Quando se fala em meditação, a maioria pensará em Budismo ou Hinduísmo, religiões que popularizaram esta prática no Ocidente. Mas a meditação também existe no Cristianismo e tem raízes que remontam aos ensinamentos de Jesus Cristo.
“Quando vemos os Seus ensinamentos nos Evangelhos percebemos que é um professor da contemplação. Não nos trouxe regras para a oração, disse-nos que quando rezamos devemos entrar no nosso quarto interior, fechar a porta e rezar ao nosso pai que está no segredo do nosso coração”, diz o padre Laurence Freeman, coordenador da Comunidade Mundial de Meditação Cristã (WCCM).
“Diz-nos para não usar muitas palavras quando rezamos, mas confiar que Deus conhece as nossas necessidades antes sequer de pedirmos. Todos os elementos dos ensinamentos de Jesus sobre a oração são contemplativos”, continua.
Em Portugal para proferir duas conferências e dirigir um retiro para o ramo português da WCCM, este monge beneditino falou à
Renascença dos benefícios e das dificuldades da meditação e do seu lugar na tradição cristã.

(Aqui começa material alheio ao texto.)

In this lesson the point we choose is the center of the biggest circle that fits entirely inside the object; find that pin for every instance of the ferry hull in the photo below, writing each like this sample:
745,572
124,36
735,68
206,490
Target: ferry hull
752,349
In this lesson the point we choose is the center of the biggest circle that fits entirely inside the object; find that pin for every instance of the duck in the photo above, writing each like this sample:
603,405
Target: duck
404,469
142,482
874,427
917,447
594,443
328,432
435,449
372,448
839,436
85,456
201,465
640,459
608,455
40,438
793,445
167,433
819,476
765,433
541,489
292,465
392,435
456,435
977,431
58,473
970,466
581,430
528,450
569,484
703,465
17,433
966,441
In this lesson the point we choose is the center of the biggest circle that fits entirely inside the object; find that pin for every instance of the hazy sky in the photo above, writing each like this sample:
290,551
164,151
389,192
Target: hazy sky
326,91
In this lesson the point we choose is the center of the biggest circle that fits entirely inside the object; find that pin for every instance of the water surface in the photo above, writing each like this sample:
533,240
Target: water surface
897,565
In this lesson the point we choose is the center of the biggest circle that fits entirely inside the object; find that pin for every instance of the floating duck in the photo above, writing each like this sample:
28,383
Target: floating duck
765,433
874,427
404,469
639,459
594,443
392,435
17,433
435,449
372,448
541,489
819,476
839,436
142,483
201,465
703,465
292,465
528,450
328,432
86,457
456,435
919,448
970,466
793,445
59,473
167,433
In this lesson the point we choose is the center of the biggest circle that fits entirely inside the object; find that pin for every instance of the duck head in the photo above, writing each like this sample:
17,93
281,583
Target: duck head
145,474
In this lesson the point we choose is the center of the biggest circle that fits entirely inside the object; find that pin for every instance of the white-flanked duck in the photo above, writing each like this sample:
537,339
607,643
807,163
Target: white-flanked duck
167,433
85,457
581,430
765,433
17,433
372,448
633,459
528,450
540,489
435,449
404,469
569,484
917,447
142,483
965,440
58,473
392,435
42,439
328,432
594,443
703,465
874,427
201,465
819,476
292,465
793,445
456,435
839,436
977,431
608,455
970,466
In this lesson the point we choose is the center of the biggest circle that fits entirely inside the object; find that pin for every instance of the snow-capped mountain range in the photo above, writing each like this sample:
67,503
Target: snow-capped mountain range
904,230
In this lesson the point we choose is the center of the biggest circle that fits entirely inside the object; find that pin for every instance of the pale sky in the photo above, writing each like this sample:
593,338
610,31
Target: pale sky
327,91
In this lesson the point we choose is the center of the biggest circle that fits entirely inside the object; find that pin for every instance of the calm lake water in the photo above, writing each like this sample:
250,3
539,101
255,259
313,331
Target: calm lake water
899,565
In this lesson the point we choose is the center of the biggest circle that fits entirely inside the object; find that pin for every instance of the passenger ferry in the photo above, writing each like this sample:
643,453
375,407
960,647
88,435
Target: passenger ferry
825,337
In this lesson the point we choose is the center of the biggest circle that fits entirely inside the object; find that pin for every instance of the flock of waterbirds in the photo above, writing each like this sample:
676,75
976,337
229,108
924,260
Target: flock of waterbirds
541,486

Oração do coração “A meditação é uma sabedoria espiritual universal. Encontramo-la em todas as grandes tradições religiosas da família humana, encontramo-la no coração das grandes tradições religiosas. Está presente no Cristianismo, mas por várias razões, históricas e culturais, foi marginalizada”, explica.

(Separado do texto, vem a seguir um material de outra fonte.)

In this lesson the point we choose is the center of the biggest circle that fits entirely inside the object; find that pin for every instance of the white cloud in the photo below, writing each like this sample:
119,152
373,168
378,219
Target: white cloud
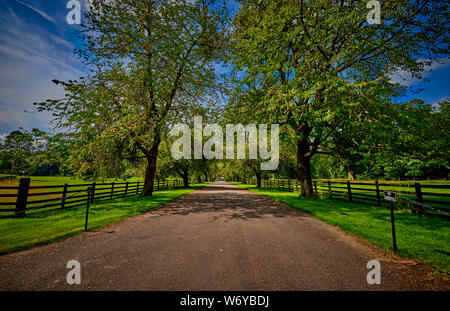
43,14
30,58
3,137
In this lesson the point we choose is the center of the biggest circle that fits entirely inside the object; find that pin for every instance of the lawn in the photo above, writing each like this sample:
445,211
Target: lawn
37,229
420,237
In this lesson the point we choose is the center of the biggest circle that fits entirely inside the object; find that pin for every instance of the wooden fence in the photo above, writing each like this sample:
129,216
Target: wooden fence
421,198
19,200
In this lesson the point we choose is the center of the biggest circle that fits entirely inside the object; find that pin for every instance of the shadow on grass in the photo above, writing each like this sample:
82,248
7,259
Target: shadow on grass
421,237
42,228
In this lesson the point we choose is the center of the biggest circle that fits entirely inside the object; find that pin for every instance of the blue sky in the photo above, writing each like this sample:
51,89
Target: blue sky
36,46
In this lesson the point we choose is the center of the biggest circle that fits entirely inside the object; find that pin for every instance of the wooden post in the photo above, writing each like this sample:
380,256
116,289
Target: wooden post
394,237
329,190
22,196
93,192
349,190
419,197
63,201
377,187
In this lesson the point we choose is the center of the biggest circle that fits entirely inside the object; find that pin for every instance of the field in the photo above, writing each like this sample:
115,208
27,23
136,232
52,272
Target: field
42,228
46,193
421,237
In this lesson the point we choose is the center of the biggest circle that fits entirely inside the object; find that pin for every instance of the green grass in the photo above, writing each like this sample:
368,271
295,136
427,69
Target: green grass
38,229
421,237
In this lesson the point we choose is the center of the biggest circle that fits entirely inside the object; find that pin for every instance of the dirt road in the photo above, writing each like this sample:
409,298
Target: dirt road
218,238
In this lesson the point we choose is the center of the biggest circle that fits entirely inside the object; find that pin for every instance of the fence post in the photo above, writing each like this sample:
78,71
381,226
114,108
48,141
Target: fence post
378,193
63,201
93,192
419,197
22,196
329,190
349,190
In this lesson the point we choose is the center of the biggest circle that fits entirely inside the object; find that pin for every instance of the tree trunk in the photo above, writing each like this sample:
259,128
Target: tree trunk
150,171
185,179
258,179
304,169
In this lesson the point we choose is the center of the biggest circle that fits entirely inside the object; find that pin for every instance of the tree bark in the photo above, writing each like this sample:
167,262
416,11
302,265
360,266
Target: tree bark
150,171
304,167
258,179
185,179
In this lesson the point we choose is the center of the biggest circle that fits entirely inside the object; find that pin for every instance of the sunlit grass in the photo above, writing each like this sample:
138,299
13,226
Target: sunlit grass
37,229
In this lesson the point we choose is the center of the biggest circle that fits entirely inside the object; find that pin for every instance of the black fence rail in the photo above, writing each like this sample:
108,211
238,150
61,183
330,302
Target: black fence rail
420,198
19,200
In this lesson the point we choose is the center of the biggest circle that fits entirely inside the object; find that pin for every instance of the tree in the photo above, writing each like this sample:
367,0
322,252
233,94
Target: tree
325,66
148,61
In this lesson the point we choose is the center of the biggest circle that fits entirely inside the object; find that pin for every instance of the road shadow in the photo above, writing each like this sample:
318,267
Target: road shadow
226,201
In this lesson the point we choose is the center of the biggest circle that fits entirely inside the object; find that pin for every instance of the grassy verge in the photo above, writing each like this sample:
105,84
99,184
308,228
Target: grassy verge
38,229
420,237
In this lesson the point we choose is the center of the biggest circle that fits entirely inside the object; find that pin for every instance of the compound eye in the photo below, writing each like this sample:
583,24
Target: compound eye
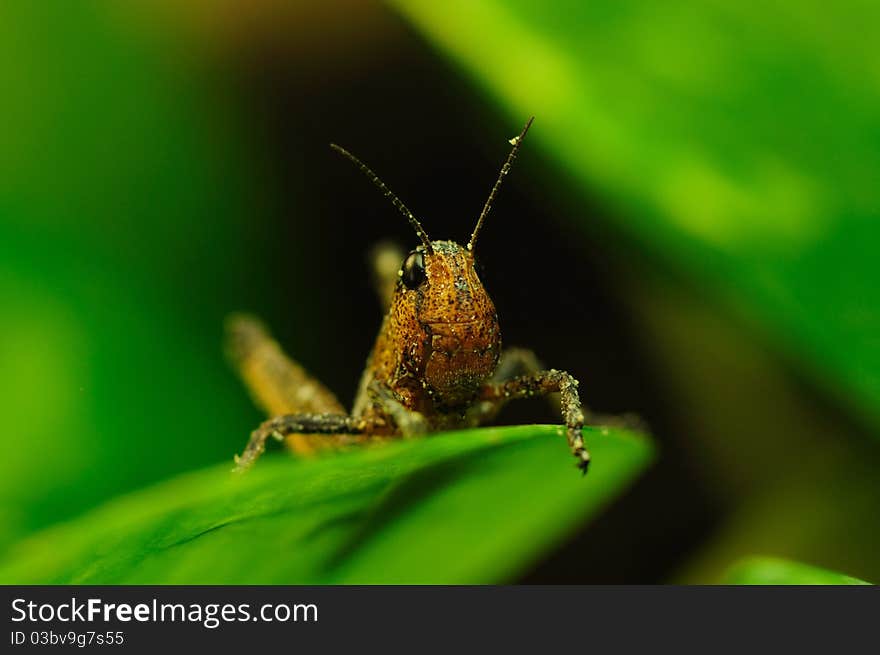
413,271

Este fenómeno deu-se de forma particular no Cristianismo ocidental, que se tornou exageradamente mental, considera.
“Claro que a oração mental é perfeitamente válida, mas há também outra forma de oração: a oração do coração. E o coração é um símbolo da totalidade do nosso ser. É aqui que a meditação encontra o seu sentido”, defende Laurence Freeman.
A oração meditada é feita com todo o corpo e não só com a mente, explica: “O bem-estar do ser humano resume-se a isto, a experienciar Deus com todo o nosso ser, cada aspecto do nosso ser ganha vida com esse conhecimento de Deus. Mas somos muito fracos no que toca à espiritualidade do corpo. É uma das razões por que temos dificuldade em transmitir a nossa espiritualidade a um mundo secularizado.”
A fé em Cristo e a centralidade, por exemplo, da Eucaristia, tornam a meditação cristã inevitavelmente diferente da meditação secular ou budista, por exemplo. Mas há semelhanças, nomeadamente no que diz respeito aos desafios e às dificuldades.
“Todos experimentamos distracções, temos dificuldade em concentrar-nos, a disciplina custa. A meditação não é um comprimido que se toma, enquanto exercício espiritual é uma parte da nossa vida. Leva tempo, não se pode forçar. Requer tempo e perseverança. Nesse sentido, a meditação é campo de diálogo entre todas as religiões e culturas”, confirma o monge beneditino.
Atire-se de cabeça
Para quem está interessado em iniciar a prática da meditação, o coordenador da WCCM tem alguns conselhos mas, acima de tudo, diz que se deve evitar perder tempo: “Aprenderá mais pela prática do que pelo estudo ou a leitura. Depois, tente ligar-se a um grupo ou a uma comunidade, porque isso ajuda-o a fortalecer o seu compromisso.”
E seja livre, nos progressos e nos recuos, pede o monge: “Não avalie o seu progresso, este é um dos poucos aspectos da nossa vida em que não temos de ser avaliados ou julgados.”
O padre Laurence Freeman profere hoje uma conferência sobre “A espiritualidade celta e a sua importância no desenvolvimento da contemplação”, no Centro Galego de Lisboa, pelas 15h00.
A WCCM é uma comunidade ecuménica fundada em 1991, presente em mais de 100 países. Existe uma delegação em Portugal (
http://www.meditacaocrista.com/) que organiza actividades frequentes e organiza encontros de meditação.
A coordenadora, Maria Cristina Sousa, fala dos benefícios de meditar acompanhada: “Fazer parte da comunidade é já em si um dom inestimável. Há muita coesão pelo facto de estarmos no mesmo caminho espiritual, um caminho muito profundo de silêncio e de quietude. É uma tentativa de ir à procura do eu profundo, onde está Deus. Fazer isto em conjunto com outras pessoas dá uma grande estabilidade e uma grande força”, revela.